Die Lymphknotenschwellung (sykotisch) finden wir so nicht im Repertorium. Dort finden wir nur den nicht ganz korrekten Begriff der Lymphdrüsen, gemeint ist dasselbe. Von den Lymphdrüsen werden wir weiter verwiesen an die Drüsen im Allgemeinen. Entsprechende Symptome also unter Drüsen suchen: Schwellung, Entzündung, hart, chronisch etc.

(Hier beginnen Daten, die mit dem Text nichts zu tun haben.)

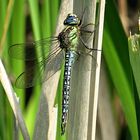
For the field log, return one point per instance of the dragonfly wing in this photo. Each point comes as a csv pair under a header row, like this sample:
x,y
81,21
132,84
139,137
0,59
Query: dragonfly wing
x,y
54,65
35,73
27,51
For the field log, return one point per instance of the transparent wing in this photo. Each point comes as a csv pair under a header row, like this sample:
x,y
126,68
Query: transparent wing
x,y
38,72
27,51
50,60
85,53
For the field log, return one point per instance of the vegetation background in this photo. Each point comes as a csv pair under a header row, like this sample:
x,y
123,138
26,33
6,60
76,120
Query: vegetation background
x,y
22,21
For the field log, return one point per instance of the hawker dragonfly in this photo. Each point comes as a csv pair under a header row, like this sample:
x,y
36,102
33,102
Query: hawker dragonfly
x,y
64,47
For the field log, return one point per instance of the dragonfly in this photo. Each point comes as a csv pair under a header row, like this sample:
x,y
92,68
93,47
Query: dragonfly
x,y
64,47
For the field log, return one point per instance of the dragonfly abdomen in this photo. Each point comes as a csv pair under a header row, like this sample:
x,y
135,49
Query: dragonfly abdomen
x,y
70,57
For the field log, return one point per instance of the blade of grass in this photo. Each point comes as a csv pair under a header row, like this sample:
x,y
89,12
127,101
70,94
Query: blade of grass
x,y
13,101
134,54
49,90
116,55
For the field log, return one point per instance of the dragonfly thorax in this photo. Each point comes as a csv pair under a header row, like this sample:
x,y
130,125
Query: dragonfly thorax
x,y
69,38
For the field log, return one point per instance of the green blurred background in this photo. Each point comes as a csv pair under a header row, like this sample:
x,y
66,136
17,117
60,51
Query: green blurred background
x,y
22,21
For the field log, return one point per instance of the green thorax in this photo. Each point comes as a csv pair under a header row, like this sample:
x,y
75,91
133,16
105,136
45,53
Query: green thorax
x,y
69,38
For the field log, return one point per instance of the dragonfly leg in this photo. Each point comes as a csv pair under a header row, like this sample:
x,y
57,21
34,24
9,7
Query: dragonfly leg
x,y
92,49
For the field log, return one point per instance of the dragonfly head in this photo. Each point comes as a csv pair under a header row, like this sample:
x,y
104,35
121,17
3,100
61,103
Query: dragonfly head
x,y
72,20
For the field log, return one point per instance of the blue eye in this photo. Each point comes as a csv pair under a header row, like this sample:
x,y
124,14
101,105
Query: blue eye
x,y
72,20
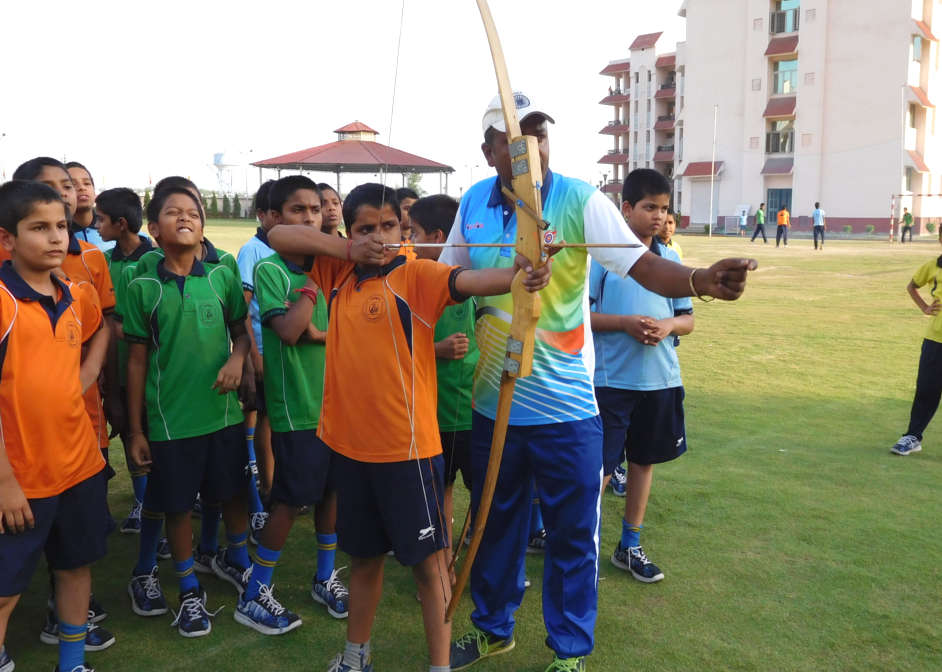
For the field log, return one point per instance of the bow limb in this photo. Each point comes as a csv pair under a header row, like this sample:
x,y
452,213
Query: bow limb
x,y
518,363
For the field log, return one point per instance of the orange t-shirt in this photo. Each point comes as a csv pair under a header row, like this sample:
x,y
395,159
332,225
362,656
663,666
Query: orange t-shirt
x,y
85,263
48,438
380,368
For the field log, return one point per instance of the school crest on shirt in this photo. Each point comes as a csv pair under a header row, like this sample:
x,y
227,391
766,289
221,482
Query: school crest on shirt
x,y
373,307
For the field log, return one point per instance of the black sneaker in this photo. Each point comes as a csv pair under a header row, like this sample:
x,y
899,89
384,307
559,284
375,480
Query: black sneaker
x,y
635,561
193,620
476,645
537,543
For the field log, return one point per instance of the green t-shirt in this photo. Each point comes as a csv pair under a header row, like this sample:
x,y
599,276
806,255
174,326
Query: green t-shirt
x,y
294,374
185,323
928,273
117,264
456,376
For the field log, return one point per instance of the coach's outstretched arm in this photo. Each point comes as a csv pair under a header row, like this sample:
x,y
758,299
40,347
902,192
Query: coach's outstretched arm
x,y
726,279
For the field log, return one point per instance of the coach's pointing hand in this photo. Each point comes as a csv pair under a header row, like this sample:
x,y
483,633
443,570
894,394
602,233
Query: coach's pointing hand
x,y
726,279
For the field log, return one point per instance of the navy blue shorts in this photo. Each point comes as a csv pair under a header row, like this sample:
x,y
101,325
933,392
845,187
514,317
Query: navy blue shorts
x,y
213,465
456,451
302,465
646,425
71,528
387,505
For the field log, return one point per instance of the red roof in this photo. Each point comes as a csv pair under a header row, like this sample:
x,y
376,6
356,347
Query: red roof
x,y
645,41
922,96
782,45
924,29
702,169
615,67
354,156
918,162
778,166
666,61
354,127
780,107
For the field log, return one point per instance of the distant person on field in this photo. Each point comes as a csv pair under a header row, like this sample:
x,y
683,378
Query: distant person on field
x,y
760,224
784,221
929,378
819,221
906,222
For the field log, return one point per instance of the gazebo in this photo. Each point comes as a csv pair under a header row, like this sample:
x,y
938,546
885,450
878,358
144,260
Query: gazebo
x,y
355,151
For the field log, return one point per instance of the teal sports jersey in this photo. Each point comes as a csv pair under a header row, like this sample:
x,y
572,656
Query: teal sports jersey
x,y
456,376
117,264
185,322
294,374
560,387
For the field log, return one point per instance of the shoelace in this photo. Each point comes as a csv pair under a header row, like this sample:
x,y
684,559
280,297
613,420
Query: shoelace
x,y
266,598
335,587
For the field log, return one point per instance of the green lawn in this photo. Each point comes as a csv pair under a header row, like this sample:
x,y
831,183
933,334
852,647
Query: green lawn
x,y
791,539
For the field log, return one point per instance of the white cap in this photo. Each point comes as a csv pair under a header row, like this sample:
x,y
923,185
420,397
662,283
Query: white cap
x,y
494,116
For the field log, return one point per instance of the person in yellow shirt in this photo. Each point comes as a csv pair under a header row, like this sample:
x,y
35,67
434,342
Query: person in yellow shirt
x,y
784,221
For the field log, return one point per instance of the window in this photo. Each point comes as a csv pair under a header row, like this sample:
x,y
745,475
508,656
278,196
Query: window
x,y
785,76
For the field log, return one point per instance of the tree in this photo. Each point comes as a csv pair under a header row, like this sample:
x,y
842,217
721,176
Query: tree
x,y
413,183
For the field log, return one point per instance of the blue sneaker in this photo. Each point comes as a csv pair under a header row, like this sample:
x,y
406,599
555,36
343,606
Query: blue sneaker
x,y
265,614
237,576
147,599
337,665
619,480
6,663
193,620
906,445
332,594
635,561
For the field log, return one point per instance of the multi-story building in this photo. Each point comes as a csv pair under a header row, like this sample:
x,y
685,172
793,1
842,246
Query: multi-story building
x,y
811,100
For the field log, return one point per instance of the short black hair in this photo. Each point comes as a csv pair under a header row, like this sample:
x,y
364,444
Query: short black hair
x,y
643,182
261,202
121,202
17,198
282,190
372,194
76,164
405,192
32,168
160,197
434,213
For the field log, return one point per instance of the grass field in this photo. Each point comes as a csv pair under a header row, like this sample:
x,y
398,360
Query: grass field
x,y
790,538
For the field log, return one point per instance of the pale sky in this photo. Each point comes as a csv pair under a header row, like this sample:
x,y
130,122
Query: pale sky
x,y
137,91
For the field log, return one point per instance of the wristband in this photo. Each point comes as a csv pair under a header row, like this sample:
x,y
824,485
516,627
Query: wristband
x,y
693,290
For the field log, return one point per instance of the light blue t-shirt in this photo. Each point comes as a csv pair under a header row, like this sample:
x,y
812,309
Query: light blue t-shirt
x,y
251,253
620,361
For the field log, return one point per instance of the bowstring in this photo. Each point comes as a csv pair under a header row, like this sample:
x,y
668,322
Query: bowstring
x,y
410,408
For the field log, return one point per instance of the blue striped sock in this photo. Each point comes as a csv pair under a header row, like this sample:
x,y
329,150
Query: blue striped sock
x,y
209,530
237,552
326,550
630,534
186,575
151,525
71,645
139,484
262,570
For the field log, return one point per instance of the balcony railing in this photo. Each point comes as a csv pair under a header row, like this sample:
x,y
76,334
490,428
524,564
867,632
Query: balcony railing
x,y
780,142
784,22
785,81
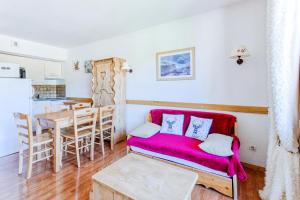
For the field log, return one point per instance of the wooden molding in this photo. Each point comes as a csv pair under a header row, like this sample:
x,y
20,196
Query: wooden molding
x,y
80,99
220,107
254,167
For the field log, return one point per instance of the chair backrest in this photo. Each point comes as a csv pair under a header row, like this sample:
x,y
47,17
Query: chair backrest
x,y
85,119
24,127
80,106
107,116
56,108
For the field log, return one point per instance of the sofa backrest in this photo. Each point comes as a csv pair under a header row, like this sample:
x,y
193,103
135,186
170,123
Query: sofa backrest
x,y
222,123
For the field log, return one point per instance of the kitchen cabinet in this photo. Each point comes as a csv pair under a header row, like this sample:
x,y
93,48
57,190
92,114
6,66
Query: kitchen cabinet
x,y
53,70
35,71
41,72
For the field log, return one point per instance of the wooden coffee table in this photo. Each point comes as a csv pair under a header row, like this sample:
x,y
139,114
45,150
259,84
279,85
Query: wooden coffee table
x,y
141,178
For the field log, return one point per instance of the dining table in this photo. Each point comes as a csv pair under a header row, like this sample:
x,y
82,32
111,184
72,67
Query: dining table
x,y
60,120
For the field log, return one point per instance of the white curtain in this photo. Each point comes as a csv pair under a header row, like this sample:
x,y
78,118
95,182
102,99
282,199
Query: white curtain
x,y
283,165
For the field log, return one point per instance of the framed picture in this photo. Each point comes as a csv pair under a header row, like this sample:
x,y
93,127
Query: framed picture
x,y
88,66
176,65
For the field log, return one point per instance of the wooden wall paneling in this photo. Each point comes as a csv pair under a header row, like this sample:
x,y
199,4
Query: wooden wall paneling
x,y
108,88
219,107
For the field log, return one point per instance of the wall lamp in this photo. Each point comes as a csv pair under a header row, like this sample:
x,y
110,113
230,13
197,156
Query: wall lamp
x,y
126,67
239,54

Die Abbildung zur Hepatozoonose zeigt, welche Mittel die eitrig-granulomatöse Entzündung und in unterschiedlichem Umfang die anderen Symptome der Erkrankung abdecken. Den größen Bezug zu  Entzündung mit Eiterung und Granulation hat sicherlich Hepar sulfuris (hep.), das Gienow übrigens miasmatisch der Parasitose zuordnet. Der Befall des Knochenmarks, die Hämolyse und ein evtl. Muskelschwund lassen merc. als syphilitisches Mittel passend erscheinen.

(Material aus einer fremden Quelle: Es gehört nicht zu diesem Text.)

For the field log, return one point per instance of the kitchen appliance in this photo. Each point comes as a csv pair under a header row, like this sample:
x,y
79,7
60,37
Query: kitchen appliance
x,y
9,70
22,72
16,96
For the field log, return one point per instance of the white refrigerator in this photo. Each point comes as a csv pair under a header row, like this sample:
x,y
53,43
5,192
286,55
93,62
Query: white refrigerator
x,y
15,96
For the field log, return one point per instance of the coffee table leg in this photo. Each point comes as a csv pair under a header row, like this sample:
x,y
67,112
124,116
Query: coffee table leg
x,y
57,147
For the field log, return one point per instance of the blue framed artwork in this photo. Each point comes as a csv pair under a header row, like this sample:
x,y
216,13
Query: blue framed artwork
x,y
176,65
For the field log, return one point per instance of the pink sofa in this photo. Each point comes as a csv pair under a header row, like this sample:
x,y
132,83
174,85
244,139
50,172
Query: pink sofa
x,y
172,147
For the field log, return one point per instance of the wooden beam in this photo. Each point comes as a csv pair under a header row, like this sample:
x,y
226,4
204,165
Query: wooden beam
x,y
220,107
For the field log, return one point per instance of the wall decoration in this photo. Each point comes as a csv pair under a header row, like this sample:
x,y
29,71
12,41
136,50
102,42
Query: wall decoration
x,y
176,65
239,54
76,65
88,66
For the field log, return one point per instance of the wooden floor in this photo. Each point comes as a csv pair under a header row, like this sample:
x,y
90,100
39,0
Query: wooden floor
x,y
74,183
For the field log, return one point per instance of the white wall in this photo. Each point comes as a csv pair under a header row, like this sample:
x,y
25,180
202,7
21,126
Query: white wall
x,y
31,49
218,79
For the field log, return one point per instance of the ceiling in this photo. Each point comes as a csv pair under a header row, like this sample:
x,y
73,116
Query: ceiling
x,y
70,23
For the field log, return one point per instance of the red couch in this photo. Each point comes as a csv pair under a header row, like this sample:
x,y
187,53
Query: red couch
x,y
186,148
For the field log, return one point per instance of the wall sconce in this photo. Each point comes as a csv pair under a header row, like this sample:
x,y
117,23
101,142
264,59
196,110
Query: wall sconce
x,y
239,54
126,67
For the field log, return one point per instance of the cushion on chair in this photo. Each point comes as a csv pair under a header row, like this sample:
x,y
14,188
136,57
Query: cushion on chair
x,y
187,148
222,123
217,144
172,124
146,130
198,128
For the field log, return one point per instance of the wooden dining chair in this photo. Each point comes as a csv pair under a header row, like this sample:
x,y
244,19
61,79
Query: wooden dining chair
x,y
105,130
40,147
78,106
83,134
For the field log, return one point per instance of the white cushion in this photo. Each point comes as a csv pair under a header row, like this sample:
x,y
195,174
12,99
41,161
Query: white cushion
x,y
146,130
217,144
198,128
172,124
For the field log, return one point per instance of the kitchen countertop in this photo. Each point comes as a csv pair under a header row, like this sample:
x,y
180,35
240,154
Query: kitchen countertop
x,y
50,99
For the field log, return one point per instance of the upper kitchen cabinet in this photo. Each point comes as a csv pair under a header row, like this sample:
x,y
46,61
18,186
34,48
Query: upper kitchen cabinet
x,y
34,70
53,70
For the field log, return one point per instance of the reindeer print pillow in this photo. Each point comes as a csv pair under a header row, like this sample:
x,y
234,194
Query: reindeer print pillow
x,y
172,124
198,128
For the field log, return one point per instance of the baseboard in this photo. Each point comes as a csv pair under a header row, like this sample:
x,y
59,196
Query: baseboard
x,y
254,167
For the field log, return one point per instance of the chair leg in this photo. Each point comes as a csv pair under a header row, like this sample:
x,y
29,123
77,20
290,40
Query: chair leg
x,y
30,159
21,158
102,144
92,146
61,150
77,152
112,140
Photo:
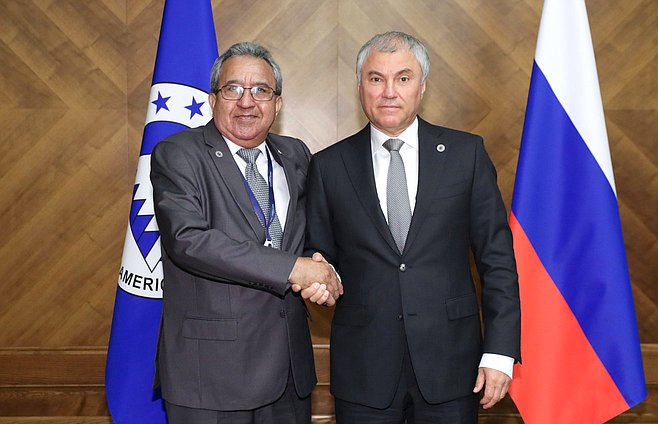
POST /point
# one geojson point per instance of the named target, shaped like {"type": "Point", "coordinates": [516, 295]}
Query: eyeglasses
{"type": "Point", "coordinates": [260, 93]}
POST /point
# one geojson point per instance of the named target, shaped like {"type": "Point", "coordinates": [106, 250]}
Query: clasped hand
{"type": "Point", "coordinates": [316, 280]}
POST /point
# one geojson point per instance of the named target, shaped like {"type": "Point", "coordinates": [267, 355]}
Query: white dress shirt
{"type": "Point", "coordinates": [409, 153]}
{"type": "Point", "coordinates": [279, 181]}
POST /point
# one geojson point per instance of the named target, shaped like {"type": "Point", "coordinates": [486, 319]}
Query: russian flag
{"type": "Point", "coordinates": [579, 340]}
{"type": "Point", "coordinates": [187, 49]}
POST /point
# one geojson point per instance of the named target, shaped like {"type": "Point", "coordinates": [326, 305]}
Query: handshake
{"type": "Point", "coordinates": [316, 279]}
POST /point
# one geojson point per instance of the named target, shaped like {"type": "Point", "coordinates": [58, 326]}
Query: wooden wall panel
{"type": "Point", "coordinates": [69, 383]}
{"type": "Point", "coordinates": [75, 79]}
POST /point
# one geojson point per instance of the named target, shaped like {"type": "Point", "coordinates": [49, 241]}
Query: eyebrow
{"type": "Point", "coordinates": [236, 82]}
{"type": "Point", "coordinates": [402, 71]}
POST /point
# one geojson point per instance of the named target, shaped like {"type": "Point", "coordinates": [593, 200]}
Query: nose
{"type": "Point", "coordinates": [246, 101]}
{"type": "Point", "coordinates": [389, 90]}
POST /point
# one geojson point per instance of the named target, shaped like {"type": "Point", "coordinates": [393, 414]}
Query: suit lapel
{"type": "Point", "coordinates": [290, 170]}
{"type": "Point", "coordinates": [358, 163]}
{"type": "Point", "coordinates": [431, 167]}
{"type": "Point", "coordinates": [231, 175]}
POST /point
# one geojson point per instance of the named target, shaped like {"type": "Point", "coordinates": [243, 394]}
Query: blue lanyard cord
{"type": "Point", "coordinates": [265, 221]}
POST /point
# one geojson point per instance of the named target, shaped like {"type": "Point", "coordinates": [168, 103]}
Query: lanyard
{"type": "Point", "coordinates": [265, 221]}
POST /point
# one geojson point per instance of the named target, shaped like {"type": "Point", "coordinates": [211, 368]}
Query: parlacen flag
{"type": "Point", "coordinates": [187, 49]}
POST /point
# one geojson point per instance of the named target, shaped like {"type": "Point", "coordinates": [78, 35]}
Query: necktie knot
{"type": "Point", "coordinates": [393, 144]}
{"type": "Point", "coordinates": [249, 155]}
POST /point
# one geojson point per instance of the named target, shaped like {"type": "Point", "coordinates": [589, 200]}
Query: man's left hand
{"type": "Point", "coordinates": [495, 385]}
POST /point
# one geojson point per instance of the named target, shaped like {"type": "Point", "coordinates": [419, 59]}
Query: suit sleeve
{"type": "Point", "coordinates": [319, 232]}
{"type": "Point", "coordinates": [189, 240]}
{"type": "Point", "coordinates": [491, 240]}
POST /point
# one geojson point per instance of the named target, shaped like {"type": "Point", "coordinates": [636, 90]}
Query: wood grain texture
{"type": "Point", "coordinates": [74, 85]}
{"type": "Point", "coordinates": [68, 382]}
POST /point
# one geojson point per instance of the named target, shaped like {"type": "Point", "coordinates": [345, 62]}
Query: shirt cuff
{"type": "Point", "coordinates": [501, 363]}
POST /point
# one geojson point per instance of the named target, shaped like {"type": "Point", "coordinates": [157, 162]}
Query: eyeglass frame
{"type": "Point", "coordinates": [244, 89]}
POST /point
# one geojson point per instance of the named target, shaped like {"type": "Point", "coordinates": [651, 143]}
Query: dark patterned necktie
{"type": "Point", "coordinates": [397, 195]}
{"type": "Point", "coordinates": [260, 189]}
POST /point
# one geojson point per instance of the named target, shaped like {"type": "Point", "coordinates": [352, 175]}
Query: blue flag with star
{"type": "Point", "coordinates": [187, 49]}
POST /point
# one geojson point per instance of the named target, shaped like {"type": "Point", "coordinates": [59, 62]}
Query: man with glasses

Für eine größere Darstellung der Repertorisationen auf die Abbildungen klicken!

Hepatozoonose
Hepatozoonose

Bei der Babiose könnte man aufgrund der Ähnlichkeit der Symptome von den bewährten Malaria-Mitteln ausgehen:

Allgemeines – Malaria : alst-s. am-pic. anemps. aran. arn. ars. bapt. canch. caps. cean. cedr. chin. chinin-s. Eucal. eup-a. Eup-per. ip. lept. malar. methyl. nat-m. nat-s. oci-sa. parth. plan. Pop. pyrog. sulph. tarax. verbe-h. –

Läßt man die Rubrik außen vor, ergibt sich folgendes Bild:

Babesiose
Babesiose
Ehrlichiose
Ehrlichiose

Die Leishmaniose wartet mit unzähligen Symptomen auf. Die für die Leishmaniose übliche Verschlimmerung durch Hitze/Wärme engt die Mittelwahl aber deutlich ein. In die Repertorisation eingegangen sind hier nur die Mittel, die agg. durch Wärme 2- und 3-wertig haben.

Leishmaniose
Leishmaniose

Im miasmatischen Repertorium von Gienow gibt es eine Rubrik, die die lange Inkubationszeit, das Verborgene der Leishmaniose meiner Meinung nach gut spiegelt: Heimlich; geheim; Geheimnis; verborgen; versteckt; verstecken; Rückzug; verkriechen. Hier ein Auszug aus den Mitteln: ars, bell, bry, lyc, nat-m, nit-ac, phos, plb, puls, syph, thuja. Diese von mir ausgewählten Mittel haben auch 2- oder 3-wertig das intermittierende Fieber im Arzneibild. Das könnte auch für Hepatozoonose, Ehrlichiose und Babesiose in den entsprechenden Krankheitsphasen passen.

Zu guter letzt noch einmal der Hinweis, dass der Beitrag nur als Denkanstoß/Anregung zur Rubriken- und MIttelwahl zu verstehen ist.